We are living in the attention economy more than ever. While algorithms initially used human-made content to captivate our attention, they are now bombarding us with AI generated slop. What tools can we apply to cut through this and extract the essence saving precious time and attention.


AI generated slop

The other day, I was browsing YouTube and my attention was caught by one of its suggestions titled: "The Heartbreaking Tragedy of Chip Foose from Overhaulin'" with a thumbnail showing Chip in the front and a car crash in the background.

I remember watching the show when I was younger, fascinated by his drawing skills and tasteful car overhauls. He always came across as a nice person, so yes, I got emotionally engaged thinking the worst given the dramatic backdrop. The algorithm got me on its hook and started to reel me in as I clicked the video and started watching. A couple of minutes in, I felt that the content was being dragged out, the images started to repeat and the story did a lot of backtracking which made me realize that I was probably watching AI-generated content. Surprisingly, reading the description, it was actually tagged as AI generated content. With a total length of around 28 minutes, I wasn't going to spend more of my time on this slop.

But still ... What happened to the guy? ..

Forging a new axe

As it won't be the last time I'll have to deal with this nonsense I'm going to need something which allows me to extract what I need to know from a Youtube video without having to spend any time to it.

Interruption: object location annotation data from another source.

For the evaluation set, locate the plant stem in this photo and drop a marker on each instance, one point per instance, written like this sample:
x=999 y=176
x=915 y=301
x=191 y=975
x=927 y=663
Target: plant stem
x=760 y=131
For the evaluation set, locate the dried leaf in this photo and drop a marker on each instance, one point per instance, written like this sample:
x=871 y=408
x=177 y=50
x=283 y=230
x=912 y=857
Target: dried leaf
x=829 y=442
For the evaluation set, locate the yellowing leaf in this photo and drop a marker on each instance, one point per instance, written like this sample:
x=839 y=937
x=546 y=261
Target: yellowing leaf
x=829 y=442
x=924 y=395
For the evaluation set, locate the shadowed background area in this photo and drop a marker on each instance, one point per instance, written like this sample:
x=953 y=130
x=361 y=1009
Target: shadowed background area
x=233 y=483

Luckily, the necessary tools already exist, and thanks to a 50 year old Unix principle1, we can create something quickly which does exactly that.

yt-dlp

yt-dlp is a feature-rich command-line audio/video downloader which allows us to download the captions of Youtube videos. The many options are a little involved so we create the following convenience function in Bash which downloads the captions, strips off all XML syntax and spits out the results to STDOUT:

get-yt-captions (){
    tmp=$(mktemp);
    trap 'rm -f "$tmp" "$tmp.en.srv1"' RETURN;
    yt-dlp --skip-download \
           --no-warnings -q \
           --write-auto-sub --sub-format srv1 --sub-lang en \
           -o "$tmp" "$1";
    xmllint --xpath '//text/text()' "$tmp.en.srv1"
}

clai

Clai is a CLI tool I wrote to interact with various LLM/AI models. It allows us to to pipe the aforementioned downloaded captions into it and process them however we desire.

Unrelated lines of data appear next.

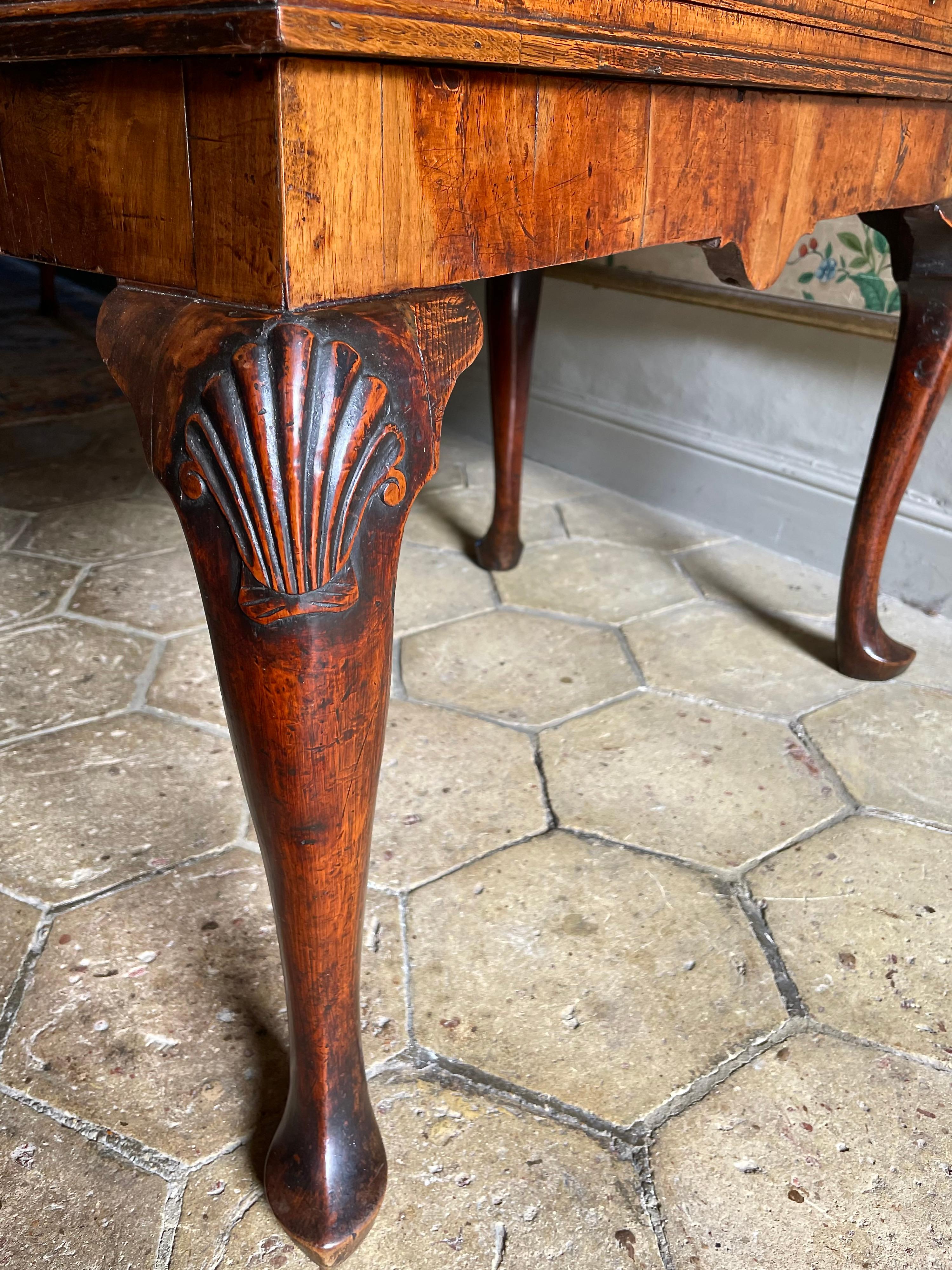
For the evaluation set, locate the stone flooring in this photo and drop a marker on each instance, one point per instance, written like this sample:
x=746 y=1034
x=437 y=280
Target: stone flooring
x=657 y=948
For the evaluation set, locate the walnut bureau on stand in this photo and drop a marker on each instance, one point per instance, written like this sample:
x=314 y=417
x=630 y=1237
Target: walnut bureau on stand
x=291 y=195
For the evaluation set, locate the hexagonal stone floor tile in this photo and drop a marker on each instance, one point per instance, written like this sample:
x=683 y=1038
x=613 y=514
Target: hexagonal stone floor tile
x=615 y=519
x=65 y=671
x=600 y=581
x=516 y=666
x=451 y=788
x=819 y=1155
x=685 y=779
x=96 y=806
x=159 y=1010
x=437 y=586
x=108 y=529
x=470 y=1178
x=10 y=526
x=17 y=926
x=893 y=746
x=455 y=519
x=187 y=682
x=31 y=587
x=862 y=919
x=586 y=972
x=737 y=658
x=762 y=580
x=71 y=460
x=69 y=1202
x=155 y=594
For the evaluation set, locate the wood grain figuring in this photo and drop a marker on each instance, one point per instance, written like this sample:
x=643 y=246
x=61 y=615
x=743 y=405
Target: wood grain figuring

$ echo "Roses are red" | clai prompt "Complete the poem's opening sentence."
Roses are red, violets are blue.

Putting it all together

$ get-yt-captions 'https://www.youtube.com/watch?v=TffKMCop8xw' | \
clai prompt "Summarize in a single sentence what happened to Chip."

After rising to TV stardom on Overhaulin’, Chip endured punishing workloads
and reputational fallout from a partner’s scandal, then quietly withdrew from
public life to build cars privately and focus on his family.

Ah, great to read that Chip is doing just fine. ✌️ 😎

Closing words

Hopefully this little workflow helps you cut through the artificial fog and keep your attention focused where it matters.

Stay sharp, stay curious, and don’t let the slop win.